PM Programming Language

PM (Parallel Models) is a new parallel programming language developed to implement numerical models on distributed systems.

The PM language has been designed to enable a programmer to concentrate on writing a model, rather than on making that model run on a particular system. A PM program will naturally scale from laptop to large cluster, taking full advantage of the hardware on each platform. At the same time it is possible to take direct control of distributed hardware when necessary.

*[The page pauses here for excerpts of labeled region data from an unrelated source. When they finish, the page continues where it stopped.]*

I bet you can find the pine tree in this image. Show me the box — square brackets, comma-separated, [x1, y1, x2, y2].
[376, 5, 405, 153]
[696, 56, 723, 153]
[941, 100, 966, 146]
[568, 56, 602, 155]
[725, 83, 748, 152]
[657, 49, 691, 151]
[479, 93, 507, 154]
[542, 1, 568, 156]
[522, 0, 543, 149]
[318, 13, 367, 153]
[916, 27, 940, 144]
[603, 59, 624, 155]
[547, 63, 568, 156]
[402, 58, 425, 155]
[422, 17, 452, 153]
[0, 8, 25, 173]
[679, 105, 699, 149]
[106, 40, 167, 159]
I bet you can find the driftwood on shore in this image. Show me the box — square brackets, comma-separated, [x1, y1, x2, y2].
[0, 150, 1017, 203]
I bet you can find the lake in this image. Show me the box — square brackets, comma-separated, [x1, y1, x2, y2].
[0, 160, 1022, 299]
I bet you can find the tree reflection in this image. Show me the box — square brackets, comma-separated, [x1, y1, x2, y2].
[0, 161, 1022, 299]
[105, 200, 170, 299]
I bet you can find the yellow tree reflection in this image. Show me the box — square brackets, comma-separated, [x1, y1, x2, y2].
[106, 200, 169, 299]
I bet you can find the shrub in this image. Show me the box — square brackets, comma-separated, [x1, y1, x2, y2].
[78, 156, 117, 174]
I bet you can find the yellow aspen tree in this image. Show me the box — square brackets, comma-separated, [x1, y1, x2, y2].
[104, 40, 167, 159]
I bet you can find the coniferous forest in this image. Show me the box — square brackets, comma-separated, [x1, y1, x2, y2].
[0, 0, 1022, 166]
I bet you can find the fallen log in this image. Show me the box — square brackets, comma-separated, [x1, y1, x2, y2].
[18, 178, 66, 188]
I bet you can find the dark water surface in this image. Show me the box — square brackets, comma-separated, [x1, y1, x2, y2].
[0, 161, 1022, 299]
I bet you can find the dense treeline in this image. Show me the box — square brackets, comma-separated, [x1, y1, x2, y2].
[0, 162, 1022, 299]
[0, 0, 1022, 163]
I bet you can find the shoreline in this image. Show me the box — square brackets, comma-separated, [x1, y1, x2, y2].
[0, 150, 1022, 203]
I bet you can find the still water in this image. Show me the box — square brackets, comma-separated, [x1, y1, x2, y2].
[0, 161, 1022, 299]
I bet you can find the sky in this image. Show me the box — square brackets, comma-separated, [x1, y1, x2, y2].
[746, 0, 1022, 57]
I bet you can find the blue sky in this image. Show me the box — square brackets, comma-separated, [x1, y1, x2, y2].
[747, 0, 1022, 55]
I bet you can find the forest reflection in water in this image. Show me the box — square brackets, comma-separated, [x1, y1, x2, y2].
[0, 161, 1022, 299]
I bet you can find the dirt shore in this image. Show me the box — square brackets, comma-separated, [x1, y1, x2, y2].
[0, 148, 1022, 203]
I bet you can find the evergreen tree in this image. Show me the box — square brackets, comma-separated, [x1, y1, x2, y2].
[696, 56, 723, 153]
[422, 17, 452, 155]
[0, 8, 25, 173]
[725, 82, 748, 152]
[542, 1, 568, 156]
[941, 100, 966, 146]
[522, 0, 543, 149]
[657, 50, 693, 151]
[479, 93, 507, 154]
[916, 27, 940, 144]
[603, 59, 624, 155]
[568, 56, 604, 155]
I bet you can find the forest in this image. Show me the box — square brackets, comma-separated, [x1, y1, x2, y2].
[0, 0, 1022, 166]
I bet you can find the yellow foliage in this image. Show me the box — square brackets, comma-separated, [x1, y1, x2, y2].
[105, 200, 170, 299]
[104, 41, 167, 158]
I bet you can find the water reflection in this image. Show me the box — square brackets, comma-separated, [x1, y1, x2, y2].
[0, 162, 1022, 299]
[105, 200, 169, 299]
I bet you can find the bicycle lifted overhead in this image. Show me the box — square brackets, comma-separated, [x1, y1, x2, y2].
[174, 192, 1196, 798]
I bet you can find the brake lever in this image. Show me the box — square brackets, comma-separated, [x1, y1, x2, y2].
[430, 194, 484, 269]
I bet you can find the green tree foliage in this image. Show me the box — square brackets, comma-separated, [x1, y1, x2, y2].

The aim is to allow a seamless transition from experimental code developed at the start of a research project all the way through to routine large runs on a supercomputer without extensive rewriting or restructuring.

PM uses a new approach – communicating operations – which combines the ability of Partitioned Global Address Space (PGAS) languages to access distributed data structures using simple subscripts with a straightforward approach to synchronisation designed to avoid race conditions without posing any undue burden on the programmer.

The PM language specification is released under the Creative Commons 4.0 Attribution Licence.

An pre-release implemetation of PM 0.4 is available now, released under the MIT licence. This consists of a PM to Fortran+MPI compiler, together with an PM interpreter aimed at debugging. Current plans include a PM to Fortran+MPI+OpenMP compiler and the addition of accelerator support (initially via with OpenMP or OpenACC). A C/C++ backend may be added to the compiler at a future date.

Overview

Overall look and feel

Parallel Execution

Distributed Execution

Stencils

Type system

More advanced synchronisation

Overall look and feel

PM adopts a standard C-like syntax. Statement blocks are enclosed in curly braces. Semicolons are optional if they would coincide with a new line. Comments are delineated with // for a single line or /* ... */ for a block of lines (which can be nested). There is a full modular structure, but this is lightweight in terms of the additional syntax incurred. Hello World in PM is simply:

print("Hello World")

A PM program consists of a set of procedure and/or type definitions followed by statements.

proc say_hello(name) {

print("Hello "++name)

}

say_hello("programmer")

Two particular features of PM syntax are where clauses and attributes. Where clauses can appear after most expressions and enable sub-expression to be factored out:

s=a * exp(b/a) where a=c/sqrt(b)

Attributes provide additional information to certain types of statement:

for i in A <<distr=BLOCK_CYCLIC>> {

update(&i)

}

Parallel Execution

The fundamental unit of PM parallelism is the strand. A strand is a very lightweight entity, that can map to a single execution of a loop body and does not need a separate stack. Strands can communicate with other strands (which may potentially be running on a different node in a distributed system) using communicating operations. Communicating operations also serve as a soft synchronisation points between strands.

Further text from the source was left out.